And did I mention that time I beat the entire school at spelling? It was one of the proudest days of my life, beating out all the older kids, and all the other pip squeaks who were younger than me. And clearly not as good at spelling.
Then I went to high school, and because I was the youngest kid in my class, all the teachers automatically put me in the lower class and in the B teams of all the sports teams.
I cried almost every day.
I struggled with depression.
I retreated into my shell.
I had no real friends.
I self harmed.
I hated myself.
I wished I was dead almost every day.
Blah blah blah then I won awards doing advertising!
Oh awards! I loved them! Every time, there was a shortlist I’d scour the Campaign Brief headlines, looking to see if I’d made the cut. When I won, it was a great feeling. So happy, and overjoyed to share the news. It was so great to see everyone congratulating me for my work. Then the next award show would come, seemingly four days later.
When I didn’t win I spiralled into a depressive funk, questioning what was wrong with my ideas, what was wrong with the jury, why was I so shit. Then I’d see other people posting about their wins and get really pissed off and angry. So, then I’d do more work, and enter more awards.
But the thing was, my ideas were the same whether they won an award or not. I remember a recruiter once saying that an agency loved all my work, but didn’t think I’d won enough awards, so they wouldn’t hire me because of that.
I worked for an ECD who once said to me, “I don’t care if we lose every piece of business, as long as we win all the awards”. A different ECD asked us to take him through what work we were doing. We showed him the fully integrated campaign, the big TV ad in production, and the raft of digital, and after five minutes he stopped us and said, “No, no, no, what pro-active work are you doing for Cannes?”
Over the years, this competition that I was forced to be a part of started to lose its lustre. I wanted to be secure in my own skin. I wanted to raise children who only competed against themselves, and were always striving to make the world better than it was before. Just like my wife Sheridan had been saying for years.
I realised that just because some people I didn’t know in the south of France deigned to award me (or not award me) shouldn’t have any bearing on whether I liked what I did.
I realised that the first forty years of my life had been spent competing against people who didn’t even know or care about me.
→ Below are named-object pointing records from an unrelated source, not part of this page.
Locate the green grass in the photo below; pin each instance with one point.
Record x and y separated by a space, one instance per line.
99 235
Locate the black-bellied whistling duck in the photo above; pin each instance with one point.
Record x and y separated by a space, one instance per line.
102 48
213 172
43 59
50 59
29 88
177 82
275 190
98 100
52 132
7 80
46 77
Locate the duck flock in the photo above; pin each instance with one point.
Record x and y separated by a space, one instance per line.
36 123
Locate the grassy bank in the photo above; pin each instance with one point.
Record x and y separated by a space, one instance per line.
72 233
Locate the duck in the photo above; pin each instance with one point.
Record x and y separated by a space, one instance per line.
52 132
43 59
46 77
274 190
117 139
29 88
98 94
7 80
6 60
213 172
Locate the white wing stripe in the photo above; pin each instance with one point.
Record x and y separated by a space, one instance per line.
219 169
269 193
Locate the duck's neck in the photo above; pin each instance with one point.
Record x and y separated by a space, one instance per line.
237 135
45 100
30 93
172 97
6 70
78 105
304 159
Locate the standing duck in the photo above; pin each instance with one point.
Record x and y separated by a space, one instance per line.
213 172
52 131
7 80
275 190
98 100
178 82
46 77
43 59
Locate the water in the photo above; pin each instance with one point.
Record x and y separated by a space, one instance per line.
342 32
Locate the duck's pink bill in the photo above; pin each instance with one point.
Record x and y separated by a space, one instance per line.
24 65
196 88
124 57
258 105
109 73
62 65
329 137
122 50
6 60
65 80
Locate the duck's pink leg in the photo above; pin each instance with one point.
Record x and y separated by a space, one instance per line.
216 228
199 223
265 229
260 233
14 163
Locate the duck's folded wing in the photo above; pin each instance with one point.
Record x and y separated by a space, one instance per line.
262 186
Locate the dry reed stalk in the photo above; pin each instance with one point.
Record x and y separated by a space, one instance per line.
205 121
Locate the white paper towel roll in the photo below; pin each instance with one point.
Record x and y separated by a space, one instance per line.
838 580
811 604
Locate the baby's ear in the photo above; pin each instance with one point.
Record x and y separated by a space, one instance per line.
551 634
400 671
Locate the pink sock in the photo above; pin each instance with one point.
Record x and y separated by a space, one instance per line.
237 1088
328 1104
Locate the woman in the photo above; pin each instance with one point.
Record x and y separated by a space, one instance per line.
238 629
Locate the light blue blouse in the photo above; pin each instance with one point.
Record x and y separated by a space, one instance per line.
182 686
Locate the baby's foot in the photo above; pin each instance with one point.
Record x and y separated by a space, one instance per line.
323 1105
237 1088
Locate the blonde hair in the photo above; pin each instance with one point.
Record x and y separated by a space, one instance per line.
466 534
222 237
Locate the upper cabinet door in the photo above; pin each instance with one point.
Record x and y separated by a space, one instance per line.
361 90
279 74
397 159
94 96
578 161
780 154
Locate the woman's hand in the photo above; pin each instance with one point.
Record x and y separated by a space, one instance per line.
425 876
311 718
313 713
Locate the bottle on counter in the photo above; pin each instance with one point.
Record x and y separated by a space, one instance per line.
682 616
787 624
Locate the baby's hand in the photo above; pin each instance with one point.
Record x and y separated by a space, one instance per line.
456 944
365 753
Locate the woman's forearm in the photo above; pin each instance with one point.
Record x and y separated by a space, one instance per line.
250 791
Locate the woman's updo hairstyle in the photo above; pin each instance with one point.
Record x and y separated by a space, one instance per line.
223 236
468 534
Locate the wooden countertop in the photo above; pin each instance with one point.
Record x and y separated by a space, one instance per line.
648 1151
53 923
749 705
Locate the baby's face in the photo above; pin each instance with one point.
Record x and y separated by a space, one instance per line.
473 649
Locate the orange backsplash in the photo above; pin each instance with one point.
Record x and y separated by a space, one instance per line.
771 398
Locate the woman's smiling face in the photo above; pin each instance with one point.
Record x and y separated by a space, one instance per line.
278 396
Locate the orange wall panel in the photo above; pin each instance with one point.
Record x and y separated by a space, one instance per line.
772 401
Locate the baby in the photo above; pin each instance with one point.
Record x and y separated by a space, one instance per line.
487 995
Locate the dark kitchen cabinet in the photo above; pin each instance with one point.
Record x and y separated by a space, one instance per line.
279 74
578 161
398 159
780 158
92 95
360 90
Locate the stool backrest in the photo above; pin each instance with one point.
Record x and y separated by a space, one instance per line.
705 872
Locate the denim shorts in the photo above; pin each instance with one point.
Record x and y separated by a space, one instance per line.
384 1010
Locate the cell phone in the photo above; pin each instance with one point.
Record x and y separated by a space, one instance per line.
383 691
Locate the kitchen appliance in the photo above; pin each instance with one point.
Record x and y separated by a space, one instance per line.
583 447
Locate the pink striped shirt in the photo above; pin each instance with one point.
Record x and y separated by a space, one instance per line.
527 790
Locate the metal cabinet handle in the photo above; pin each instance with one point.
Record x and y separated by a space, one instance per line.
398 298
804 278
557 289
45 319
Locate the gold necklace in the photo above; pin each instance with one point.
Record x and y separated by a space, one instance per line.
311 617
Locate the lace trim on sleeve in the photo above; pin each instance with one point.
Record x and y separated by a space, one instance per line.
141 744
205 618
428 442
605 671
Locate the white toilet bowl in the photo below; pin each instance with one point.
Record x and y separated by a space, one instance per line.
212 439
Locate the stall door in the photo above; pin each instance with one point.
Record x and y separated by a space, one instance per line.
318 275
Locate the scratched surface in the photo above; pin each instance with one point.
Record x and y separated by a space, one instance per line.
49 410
That this competition in my mind against the world was unhealthy and had warped what was truly important in life.
The only thing I was winning at, was being depressed, and angry, and sad. So much wasted brain space, and energy, poured into an un-winnable competition where I’d never actually be truly happy.
Always looking for that next hit. That next high.
Nothing was ever enough.
Now, I’ve stopped competing against other people. I just do stuff I want to do. And stopped entering awards. And began to concentrate on doing work that I believe truly makes a positive difference to the world. Not for awards, but because I believe in them.
The only competition I’m interested in now is in bettering myself. And I think I’m much less of a jerk than I used to be.